Does the log mean that the error is happen on line 470? many thanks for your help.

aspiers commented 4 years ago

This is most likely a bug in the approach to UTF-8 decoding. Perhaps the data being decoded is not actually UTF-8. Either way it will be related to the use of Python 3, as I haven't gotten around to doing heavy testing on Python 3 yet. See also #98 and #87 which are both related to Python 3.

aspiers commented 4 years ago

Are you able to share the repository which caused this bug, so we can try to reproduce?

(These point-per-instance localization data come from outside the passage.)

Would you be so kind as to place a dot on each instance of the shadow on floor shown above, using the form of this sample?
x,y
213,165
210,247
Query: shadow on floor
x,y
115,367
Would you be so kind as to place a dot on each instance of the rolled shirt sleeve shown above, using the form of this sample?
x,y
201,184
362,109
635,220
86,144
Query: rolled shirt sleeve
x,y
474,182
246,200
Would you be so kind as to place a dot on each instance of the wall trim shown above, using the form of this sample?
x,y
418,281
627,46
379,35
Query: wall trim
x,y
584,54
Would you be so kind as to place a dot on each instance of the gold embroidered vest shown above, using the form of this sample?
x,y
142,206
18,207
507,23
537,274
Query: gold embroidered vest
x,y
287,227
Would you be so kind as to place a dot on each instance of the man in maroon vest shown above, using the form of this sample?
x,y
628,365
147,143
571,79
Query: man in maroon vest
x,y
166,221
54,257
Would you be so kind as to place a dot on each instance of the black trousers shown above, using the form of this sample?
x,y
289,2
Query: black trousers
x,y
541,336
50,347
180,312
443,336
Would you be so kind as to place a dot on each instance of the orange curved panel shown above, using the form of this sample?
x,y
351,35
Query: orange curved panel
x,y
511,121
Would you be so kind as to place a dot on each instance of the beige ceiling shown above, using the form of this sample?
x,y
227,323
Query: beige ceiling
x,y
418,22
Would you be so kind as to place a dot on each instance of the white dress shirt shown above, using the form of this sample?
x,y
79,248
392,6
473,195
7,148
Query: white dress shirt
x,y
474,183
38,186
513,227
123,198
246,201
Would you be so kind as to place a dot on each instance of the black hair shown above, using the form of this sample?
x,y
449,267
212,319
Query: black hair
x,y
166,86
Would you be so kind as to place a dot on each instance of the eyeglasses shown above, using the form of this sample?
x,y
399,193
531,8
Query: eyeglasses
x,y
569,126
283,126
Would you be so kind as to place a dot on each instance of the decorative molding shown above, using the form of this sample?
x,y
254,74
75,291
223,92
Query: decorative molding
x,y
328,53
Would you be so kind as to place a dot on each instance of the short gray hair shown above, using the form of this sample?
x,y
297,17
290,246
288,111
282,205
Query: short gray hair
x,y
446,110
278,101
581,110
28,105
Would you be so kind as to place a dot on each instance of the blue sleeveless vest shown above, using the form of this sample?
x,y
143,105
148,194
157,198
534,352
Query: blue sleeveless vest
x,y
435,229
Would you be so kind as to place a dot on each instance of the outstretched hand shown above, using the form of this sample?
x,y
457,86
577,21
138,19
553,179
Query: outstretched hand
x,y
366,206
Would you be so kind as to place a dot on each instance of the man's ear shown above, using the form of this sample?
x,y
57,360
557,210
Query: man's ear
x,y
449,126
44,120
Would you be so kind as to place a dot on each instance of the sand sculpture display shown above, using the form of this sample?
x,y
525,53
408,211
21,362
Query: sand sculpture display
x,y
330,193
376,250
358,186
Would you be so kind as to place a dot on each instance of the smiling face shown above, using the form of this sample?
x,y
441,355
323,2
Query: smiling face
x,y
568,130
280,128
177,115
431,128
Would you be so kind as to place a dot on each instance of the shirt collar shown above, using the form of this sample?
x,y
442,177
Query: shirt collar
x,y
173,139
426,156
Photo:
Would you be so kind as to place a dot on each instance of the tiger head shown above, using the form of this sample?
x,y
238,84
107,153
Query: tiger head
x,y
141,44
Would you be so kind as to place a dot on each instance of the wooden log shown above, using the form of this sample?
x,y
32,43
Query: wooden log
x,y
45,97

futureweihk commented 4 years ago

This is most likely a bug in the approach to UTF-8 decoding. Perhaps the data being decoded is not actually UTF-8. Either way it will be related to the use of Python 3, as I haven't gotten around to doing heavy testing on Python 3 yet. See also #98 and #87 which are both related to Python 3.

Thanks, so do you mean that if we use Pyhon 2.7 can avoid such error?

futureweihk commented 4 years ago

How can we change git-deps Python engine? need reinstall git-deps, or any parameter changing can acheive this? thx

aspiers commented 4 years ago

@futureweihk commented on September 22, 2020 4:54 AM:

Thanks, so do you mean that if we use Pyhon 2.7 can avoid such error?

Possibly - I'd say there is a good chance but I can't guarantee it.

@futureweihk commented on September 22, 2020 4:56 AM:

How can we change git-deps Python engine? need reinstall git-deps, or any parameter changing can acheive this? thx

That depends very much on your OS and how you normally install Python. Please just follow standard Python installation documentation, as I do not have time to provide general support for Python. git-deps does not do anything significantly different to other Python programs, so standard procedures work as normal. If you are not too familiar with Python then you could alternatively find a Python consultant to help. It is not hard.

futureweihk commented 4 years ago

Sir,

We change the detector.py line 173 from: blame = subprocess.check_output(cmd, universal_newlines=True) to: blame = subprocess.check_output(cmd, encoding="utf-8", errors="replace", universal_newlines=True) Now seems the git-deps can run without utf-8 error, do you have any suggestions for the approach?

aspiers commented 3 years ago

Thanks, that's very helpful. I still need this though:

@aspiers commented on September 21, 2020 5:14 PM:

Are you able to share the repository which caused this bug, so we can try to reproduce?

so that I can reproduce and test the fix. Please can you share it?